Kürzlich wurde bekannt das Britney ihre beiden Söhne mit auf Tour nehmen kann/darf. Nachdem Kevin eine neue Freundin an seiner Seite hat, hatte Britney Angst das dieses neue Freundin ihren Platz als Mutter einnehmen würde. Insider behaupteten sogar das Britneys Söhne zu der neuen Freundin von Kevin bereits *Mama* sagen sollen. Klar, ein herber Schlag für Britney die es gerade geschafft hat wieder mit beiden Beinen im Leben zu stehen. So ist es auch nachzuvoll ziehen das wenn sie ihre Söhne nicht mit auf Tour nehmen könnte, stände in den Sternen, ob die Tour überhaupt planmäßig durchgezogen werden könnte.
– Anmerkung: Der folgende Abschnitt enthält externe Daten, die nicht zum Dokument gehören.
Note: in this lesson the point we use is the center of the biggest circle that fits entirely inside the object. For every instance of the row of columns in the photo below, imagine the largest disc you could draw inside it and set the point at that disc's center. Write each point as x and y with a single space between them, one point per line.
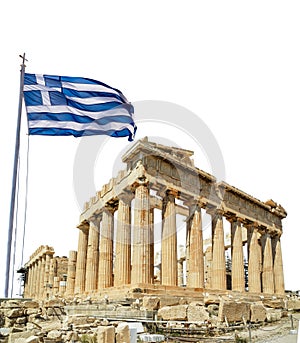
134 263
42 279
Aber auch jetzt wo von ihren Eskapaden keine Rede mehr ist, holt sie ihre Vergangenheit immer wieder ein. So wurde Britney jetzt von ihrem ehemaligen Manager Osama Lufti verklagt. Der selbsternannte Manager hielt sich in den Krisenzeiten der Sängerin ständig in ihrer Nähe auf und fühlt sich nun blosgestellt und mehr als ausgenutzt.


Zudem habe Spears Vertragsbruch begangen und seinen Ruf öffentlich durch den Schmutz gezogen, geht aus der Anklage hervor. Aus diesem Grund verlangt Lufti eine Entschädigung in ungenannter Höhe. Ob “Sam” Lufti wirklich verletzt ist oder sich nur rächen will, weiß er wohl nur selber.


Schließlich hat Spears erst vor wenigen Tagen gerichtlich durchsetzen lassen, dass sich Lufti ihr und ihrer Familie nicht mehr nähern darf.